This post was contributed by a community member. The views expressed here are the author's own.

Neighbor News

Find partners without looking: How to recognize unconscious patterns

Many singles only check the other and want to find a ready-made relationship - just like a prefabricated house.

Michael Mary is one of the most famous single coaches in Germany. In his guide "Where are you and if not, why?" Is about how singles preventing a relationship unconsciously and how they escape this trap. Because the partner is really easy to find, says Mr. Mary. In the interview, he told ElitePartner how singles are opening up for the right life partner. For more information about ElitePartner, please visit www.singleboersen-gutscheine.de.

Your guide has an unusual message: singles can find the partner without looking for him. Sounds easy, why are there so many singles?

Michael Mary: "The point is that it is really easy to find the partner. However, most singles who have long been looking for him, prevent relationships unconsciously. It is no coincidence, if a single find in spite of intensive search no partner. He has his fingers in the game, usually do not know how. And as long as he is not aware of the problem, he cannot solve it either."

Find out what's happening in Milpitasfor free with the latest updates from Patch.

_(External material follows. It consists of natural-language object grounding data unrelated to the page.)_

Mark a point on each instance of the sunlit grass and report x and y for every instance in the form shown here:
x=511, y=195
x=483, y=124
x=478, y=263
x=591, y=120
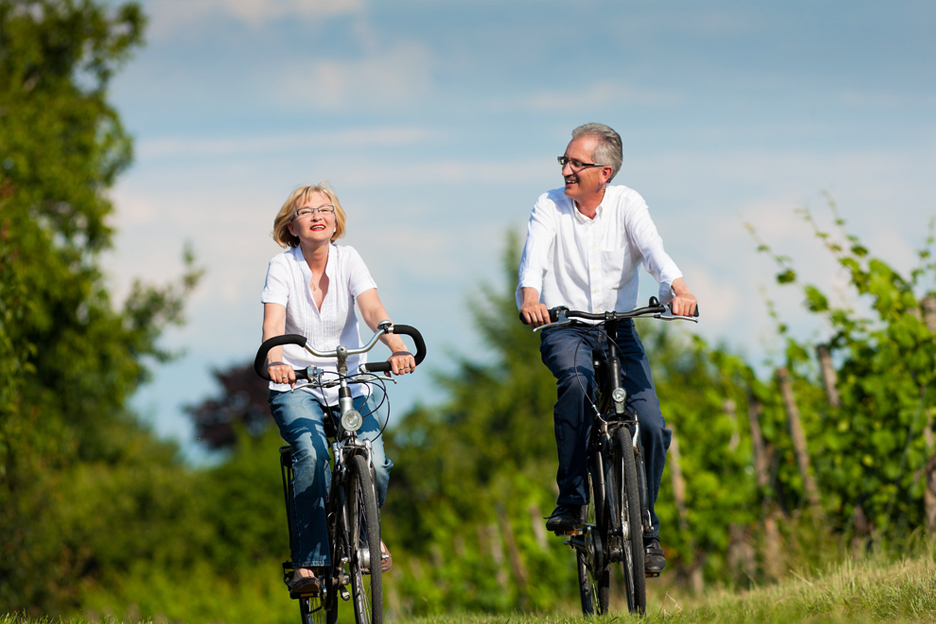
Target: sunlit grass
x=853, y=591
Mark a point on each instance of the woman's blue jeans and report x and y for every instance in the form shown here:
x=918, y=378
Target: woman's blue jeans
x=300, y=419
x=569, y=353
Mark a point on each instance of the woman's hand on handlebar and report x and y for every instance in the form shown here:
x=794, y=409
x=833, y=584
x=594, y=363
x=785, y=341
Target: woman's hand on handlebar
x=402, y=362
x=281, y=373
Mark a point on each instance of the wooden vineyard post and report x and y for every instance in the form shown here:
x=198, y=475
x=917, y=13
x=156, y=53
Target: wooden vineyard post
x=799, y=441
x=773, y=564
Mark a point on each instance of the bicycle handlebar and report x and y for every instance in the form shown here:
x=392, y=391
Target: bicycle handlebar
x=297, y=339
x=562, y=315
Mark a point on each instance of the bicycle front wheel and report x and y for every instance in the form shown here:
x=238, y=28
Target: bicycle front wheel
x=364, y=541
x=629, y=528
x=594, y=572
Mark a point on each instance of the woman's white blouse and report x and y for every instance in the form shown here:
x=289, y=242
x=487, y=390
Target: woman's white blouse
x=288, y=284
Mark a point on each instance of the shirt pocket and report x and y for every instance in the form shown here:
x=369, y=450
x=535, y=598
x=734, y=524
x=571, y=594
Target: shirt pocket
x=613, y=267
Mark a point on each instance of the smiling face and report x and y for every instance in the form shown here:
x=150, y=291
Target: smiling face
x=586, y=183
x=315, y=228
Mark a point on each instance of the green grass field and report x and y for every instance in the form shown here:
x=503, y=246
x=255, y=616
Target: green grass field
x=865, y=591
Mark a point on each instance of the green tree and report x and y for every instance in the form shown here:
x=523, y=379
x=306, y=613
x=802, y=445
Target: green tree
x=869, y=449
x=70, y=358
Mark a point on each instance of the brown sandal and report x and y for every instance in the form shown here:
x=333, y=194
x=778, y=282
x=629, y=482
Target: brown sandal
x=305, y=585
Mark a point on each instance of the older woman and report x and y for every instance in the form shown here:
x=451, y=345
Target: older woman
x=311, y=289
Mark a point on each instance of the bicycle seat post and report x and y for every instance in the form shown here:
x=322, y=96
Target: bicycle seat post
x=614, y=364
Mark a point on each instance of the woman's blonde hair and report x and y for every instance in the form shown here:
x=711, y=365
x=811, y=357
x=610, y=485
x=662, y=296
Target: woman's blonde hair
x=297, y=199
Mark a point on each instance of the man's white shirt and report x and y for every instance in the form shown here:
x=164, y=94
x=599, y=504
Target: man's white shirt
x=591, y=264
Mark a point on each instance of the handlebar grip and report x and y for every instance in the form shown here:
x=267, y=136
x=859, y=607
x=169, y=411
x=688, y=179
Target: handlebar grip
x=553, y=316
x=276, y=341
x=405, y=330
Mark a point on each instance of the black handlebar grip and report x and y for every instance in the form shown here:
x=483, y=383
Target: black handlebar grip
x=405, y=330
x=276, y=341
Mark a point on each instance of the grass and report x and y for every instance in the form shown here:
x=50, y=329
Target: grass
x=854, y=591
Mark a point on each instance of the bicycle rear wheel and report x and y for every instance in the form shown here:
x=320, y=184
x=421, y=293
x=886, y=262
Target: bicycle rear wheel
x=628, y=527
x=592, y=564
x=364, y=541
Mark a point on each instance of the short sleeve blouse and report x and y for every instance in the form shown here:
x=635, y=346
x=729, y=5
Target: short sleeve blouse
x=288, y=284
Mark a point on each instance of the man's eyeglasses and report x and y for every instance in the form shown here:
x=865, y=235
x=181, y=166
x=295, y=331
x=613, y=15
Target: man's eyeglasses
x=325, y=211
x=577, y=165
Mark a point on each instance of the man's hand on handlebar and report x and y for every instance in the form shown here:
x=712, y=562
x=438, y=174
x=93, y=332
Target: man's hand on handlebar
x=281, y=373
x=683, y=302
x=533, y=312
x=402, y=362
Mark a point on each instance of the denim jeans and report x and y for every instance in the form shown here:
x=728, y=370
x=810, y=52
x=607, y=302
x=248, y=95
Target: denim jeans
x=300, y=419
x=568, y=353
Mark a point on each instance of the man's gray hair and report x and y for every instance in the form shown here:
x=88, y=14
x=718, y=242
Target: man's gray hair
x=608, y=151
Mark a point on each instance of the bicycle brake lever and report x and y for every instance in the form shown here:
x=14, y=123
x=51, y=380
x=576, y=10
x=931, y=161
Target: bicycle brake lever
x=669, y=316
x=560, y=321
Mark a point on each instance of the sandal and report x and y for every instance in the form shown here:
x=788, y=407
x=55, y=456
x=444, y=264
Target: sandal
x=386, y=561
x=305, y=585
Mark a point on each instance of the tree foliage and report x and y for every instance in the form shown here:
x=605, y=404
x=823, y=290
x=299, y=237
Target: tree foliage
x=70, y=359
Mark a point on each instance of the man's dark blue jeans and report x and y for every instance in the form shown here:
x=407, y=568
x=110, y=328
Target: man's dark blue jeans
x=568, y=353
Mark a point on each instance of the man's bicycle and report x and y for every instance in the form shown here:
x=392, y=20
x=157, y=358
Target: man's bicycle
x=617, y=514
x=353, y=517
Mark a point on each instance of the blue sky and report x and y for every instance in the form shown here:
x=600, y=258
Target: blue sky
x=438, y=123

Why is it that the sorting out of potential partners is so much easier than doing so?

"This is not about the much-called disability, but rather, most singles simply want to be sure of the total number. They have lost the "grace of blindness" without which there are no relationships. These singles very quickly judge potential candidates, so as not to admit someone wrong. In these fitness tests, they no longer relate to their counterparts, there is no real, authentic encounter, in which both openly engage. Many singles only check the other and want to find a ready-made relationship - just like a prefabricated house. Relations have to be built up slowly."

Find out what's happening in Milpitasfor free with the latest updates from Patch.

The search for "the perfect partner" ends in the - as you call it - ending station longing. How do we get from the end station?

"The first step is to recognize what one is helping to prevent a relationship. When we are aware of this, we develop more openness by ourselves and are really ready to meet others. We slowly build the hurdles that we have created in contact and the other should jump over to prove that he is the right one. We wonder what we actually show the other of us and realize that we have always held back. Only then will we become authentic and refer to each other."

A chapter is devoted to the relationship knot. What's it all about?

"The lost, grace of blindness' must be replaced by something I call 'intelligent stupidity'. This is meant to leave the checklists in their pockets and to meet with curiosity, wonder and wonder. Anyone who stops looking for relationships and instead engages in non-goal-oriented encounters makes amazing experiences. For example, in the course of an encounter in which one is amazed and wondered instead of sorting out, the feelings for each other change. And then, to the surprise of many people, some steps have already been taken to build up a feeling bond."What do you recommend all singles?"Exercise to relate to your counterpart. Take your next date: Whom I meet today, and if it is the strangest person, I will make an interesting meeting for it. I will not judge, but I will be interested in the other. I will not go home and think, "What an idiot". I will think, "Now I have understood more from the other! I will be able to tell friends about an interesting meeting, even if the other is not a partner. "This experience of resolving judgments and changing emotions when you are amazed, wondered and curious can turn into a path Open relationship. You might find good friends or even the right partner."

The views expressed in this post are the author's own. Want to post on Patch?